The budget adds another $20 million of Medicaid redesign funds ($105 million more over the next two years) for new supportive housing beds for repeat users of costly local hospital services, and includes a long-sought increase to keep up with ever-rising housing costs in downstate areas.

"Stable housing provides the foundation for recovery," said Steve Coe, executive director of Community Access and NYAPRS co-president. "This budget takes bold steps to grow new housing units while stabilizing existing supported apartment arrangements."

The budget also provides community housing and supports for more than 2,500 individuals who currently reside in state psychiatric hospitals and adult and nursing homes over the next two years.

By doing so, advocates said it ends a decade of broken promises to adult home residents with psychiatric disabilities, in compliance with a court settlement that had been stalemated for the past three years.

"Gov. Cuomo is bringing long-sought justice to our community," said Geoff Lieberman, executive director of CIAD, an advocacy group comprised of adult home residents. "We hope to see community housing offered to thousands of more residents who await the realization of their long-held dreams."

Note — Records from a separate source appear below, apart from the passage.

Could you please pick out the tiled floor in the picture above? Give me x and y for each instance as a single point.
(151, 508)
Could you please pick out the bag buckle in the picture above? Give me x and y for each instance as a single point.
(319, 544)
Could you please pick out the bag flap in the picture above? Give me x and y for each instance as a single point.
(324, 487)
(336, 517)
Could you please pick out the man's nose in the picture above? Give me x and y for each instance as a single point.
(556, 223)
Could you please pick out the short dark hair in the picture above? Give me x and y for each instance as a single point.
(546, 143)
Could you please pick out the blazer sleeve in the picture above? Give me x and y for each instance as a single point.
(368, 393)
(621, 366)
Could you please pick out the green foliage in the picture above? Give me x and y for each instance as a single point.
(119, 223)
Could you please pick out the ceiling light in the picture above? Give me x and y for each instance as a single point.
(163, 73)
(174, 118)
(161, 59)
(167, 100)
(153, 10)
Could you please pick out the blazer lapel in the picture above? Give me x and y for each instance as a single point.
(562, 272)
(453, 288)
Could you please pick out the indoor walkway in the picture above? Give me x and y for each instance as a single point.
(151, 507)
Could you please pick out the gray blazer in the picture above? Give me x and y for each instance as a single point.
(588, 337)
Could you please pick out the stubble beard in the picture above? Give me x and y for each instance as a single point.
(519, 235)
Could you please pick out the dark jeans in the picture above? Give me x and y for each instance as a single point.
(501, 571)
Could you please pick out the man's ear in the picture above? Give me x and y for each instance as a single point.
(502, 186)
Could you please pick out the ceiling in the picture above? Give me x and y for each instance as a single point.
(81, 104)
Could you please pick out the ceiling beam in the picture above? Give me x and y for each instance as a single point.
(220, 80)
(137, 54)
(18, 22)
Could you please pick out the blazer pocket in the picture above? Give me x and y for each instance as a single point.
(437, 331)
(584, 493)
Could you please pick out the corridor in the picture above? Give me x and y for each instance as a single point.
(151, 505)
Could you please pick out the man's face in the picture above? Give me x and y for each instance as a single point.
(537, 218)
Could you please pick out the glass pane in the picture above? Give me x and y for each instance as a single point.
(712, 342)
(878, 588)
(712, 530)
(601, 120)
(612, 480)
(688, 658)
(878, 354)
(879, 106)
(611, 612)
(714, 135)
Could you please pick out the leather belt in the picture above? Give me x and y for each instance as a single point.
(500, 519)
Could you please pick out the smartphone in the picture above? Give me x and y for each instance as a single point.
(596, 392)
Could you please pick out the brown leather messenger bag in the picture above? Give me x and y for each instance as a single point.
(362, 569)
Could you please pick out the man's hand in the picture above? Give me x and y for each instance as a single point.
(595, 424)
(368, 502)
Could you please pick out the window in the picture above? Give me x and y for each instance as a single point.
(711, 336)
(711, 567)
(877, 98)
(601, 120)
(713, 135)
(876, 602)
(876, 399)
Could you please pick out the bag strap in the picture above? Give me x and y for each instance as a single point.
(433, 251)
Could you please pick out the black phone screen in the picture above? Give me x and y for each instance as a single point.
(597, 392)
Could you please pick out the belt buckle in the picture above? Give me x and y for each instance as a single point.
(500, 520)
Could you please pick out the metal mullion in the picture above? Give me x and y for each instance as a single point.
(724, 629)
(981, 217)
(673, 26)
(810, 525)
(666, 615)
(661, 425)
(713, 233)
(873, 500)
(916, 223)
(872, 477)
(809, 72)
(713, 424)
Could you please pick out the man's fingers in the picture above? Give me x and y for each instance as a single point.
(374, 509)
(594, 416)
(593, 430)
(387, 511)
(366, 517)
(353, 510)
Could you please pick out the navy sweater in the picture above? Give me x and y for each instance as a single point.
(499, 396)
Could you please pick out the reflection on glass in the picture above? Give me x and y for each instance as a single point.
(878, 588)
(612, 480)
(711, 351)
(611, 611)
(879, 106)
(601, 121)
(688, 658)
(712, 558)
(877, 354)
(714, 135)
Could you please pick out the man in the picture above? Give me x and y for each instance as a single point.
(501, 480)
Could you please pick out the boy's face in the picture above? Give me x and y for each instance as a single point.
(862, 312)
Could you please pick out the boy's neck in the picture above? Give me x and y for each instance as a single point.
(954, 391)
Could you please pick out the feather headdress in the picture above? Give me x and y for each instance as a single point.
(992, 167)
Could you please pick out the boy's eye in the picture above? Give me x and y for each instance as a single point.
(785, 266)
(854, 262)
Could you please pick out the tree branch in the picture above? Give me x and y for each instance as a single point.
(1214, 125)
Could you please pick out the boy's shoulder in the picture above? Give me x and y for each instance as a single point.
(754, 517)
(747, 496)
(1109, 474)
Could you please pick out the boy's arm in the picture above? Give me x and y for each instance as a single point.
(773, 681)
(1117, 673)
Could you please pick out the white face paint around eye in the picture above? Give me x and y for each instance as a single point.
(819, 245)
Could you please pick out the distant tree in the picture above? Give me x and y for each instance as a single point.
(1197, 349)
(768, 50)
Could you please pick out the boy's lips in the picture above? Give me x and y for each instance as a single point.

The advocates continued their call for a long deferred cost of living increase for nonprofit workers and for increases in New York City-based housing for homeless individuals.

Ralliers came in buses and cars from communities across New York, including Long Island, New York City, Western and Central New York, the Southern Tier and North Country, the Hudson River Valley and Westchester County.

"There is very strong support for these historic advances from every corner of the state," said NYAPRS Public Policy Director Briana Gilmore, who held late fall regional forums in Hempstead, Brooklyn, White Plains, Newburgh, Saranac Lake, Syracuse, Batavia and Binghamton.